Crosswell seismic

Crosswell seismic tomography provides high frequency seismic and velocity profiles between two wells. Unlike surface seismic and VSP surveys both source and receivers are beneath the surface thus avoiding attenuation losses and preserving the high frequency component of the data. Cross well reflection tomograms (2D seismic sections between the wellbores) can contain frequencies of several hundred Hertz. Consequently the spatial resolution can be in the order of several feet.

The success of these surveys is dependent on many factors.

Clearly defined objectives
Thorough pre job modeling to determine optimal source and receiver intervals
Appropriate well spacing
Suitable source
Accurate survey time estimate to facilitate budgetary control

Crosswell survey schematics showing acquisition of common source ‘fans’ on the left and the ray paths utilized for velocity and seismic profiles.

Crosswell seismic applications

Resolution

Syarif et al, SPE 166490, 2013, Crosswell Seismic Guided 3D Seismic Interpretation Results in Successful Infill Well Location in Bunyu Field (Indonesia). — **Syarif et al**, SPE 166490, 2013, Crosswell Seismic Guided 3D Seismic Interpretation Results in Successful Infill Well Location in Bunyu Field (Indonesia).

Comparison of Crosswell Seismic profile XR2-X7 (2011), re-processed surface seismic (2010). The new fault interpreted (green) separates the Bunyu Nibung & Bunyu Reuris blocks. The new well trajectory for X-30 is displayed in black.

Thermal

Bair et al, SEG January 1999, 1643-1646 Time‐lapse imaging of steam and heat movement in the Cymric 36W Cyclic Steam Pilot using crosswell seismology. — **Bair et al**, SEG January 1999, 1643-1646 Time‐lapse imaging of steam and heat movement in the Cymric 36W Cyclic Steam Pilot using crosswell seismology.

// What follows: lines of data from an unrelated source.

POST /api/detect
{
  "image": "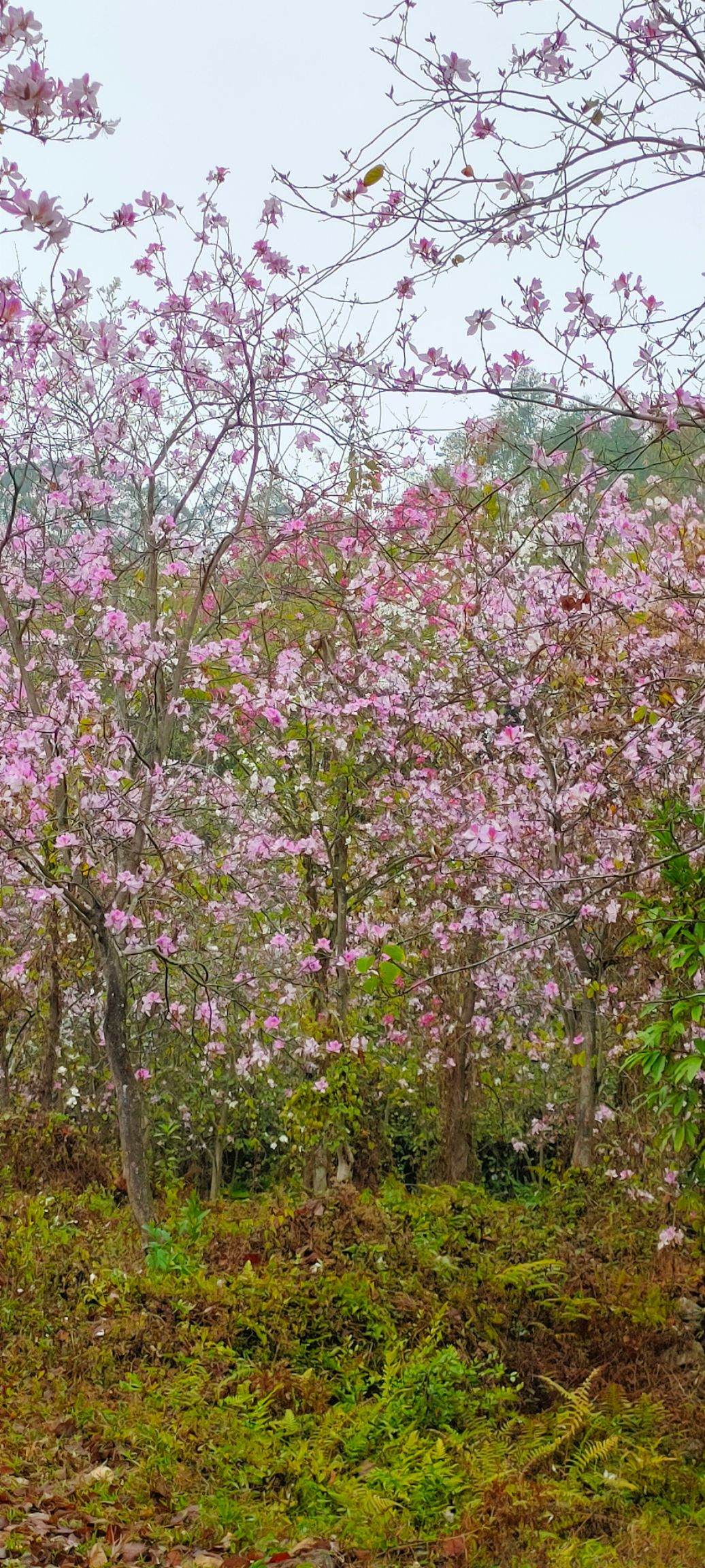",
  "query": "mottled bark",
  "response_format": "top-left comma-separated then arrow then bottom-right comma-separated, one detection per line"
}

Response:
570,996 -> 597,1171
94,917 -> 154,1231
440,977 -> 478,1184
39,911 -> 61,1110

Velocity tomogram from steam injection shows up to 25% reduced velocity signature of injected steam. There is clear evidence of a vertical induced fracture near the injection wellbore.

CO2 Injection

The image shows the difference in velocities from before and after CO2 injection. Lower velocity in warm colors. “There is a remarkable correlation between reflection event terminations and discontinuities in the tomogram difference”

Geotechnical

S. Boone et al, SEG January 2008, 1407-1410. Identification and interpretation of solution mining features on a crosswell reflection profile.

Direct evidence of solution salt mining cavities and cavity collapse features are detected on high resolution crosswell reflection seismic data in
surveys for site evaluation for bridge construction.

Crosswell seismic planning & acquisition

Crosswell seismic project require two wells; one to deploy the source and the other for the receiver array. Their distance apart is limited by the source generating sufficient energy to be transmitted to the receiver array. Typically the two wells are less than 1000’ apart. Additionally the wells should be in the same plane. The selection of which downhole source and receiver array to use is tied to the project objectives and geometry; what spatial resolution is required, where is the target within the 2D space and what is the overall depth of interest. Pre survey planning should provide recommendations on source and receiver spacing, overall survey time and likely resolution.

Downhole sources vary from small sparker sources most suitable for shallow engineering applications to high frequency piezoelectric sources to swept, high energy sources designed specifically for oilfield applications. Receiver arrays are those used in conventional VSP surveys however, because of the higher resolution required, these arrays typically need to be interleaved during acquisition to achieve the required level spacing. DAS using fiber optic cables can also be used subject to the directional sensitivity of the measurement.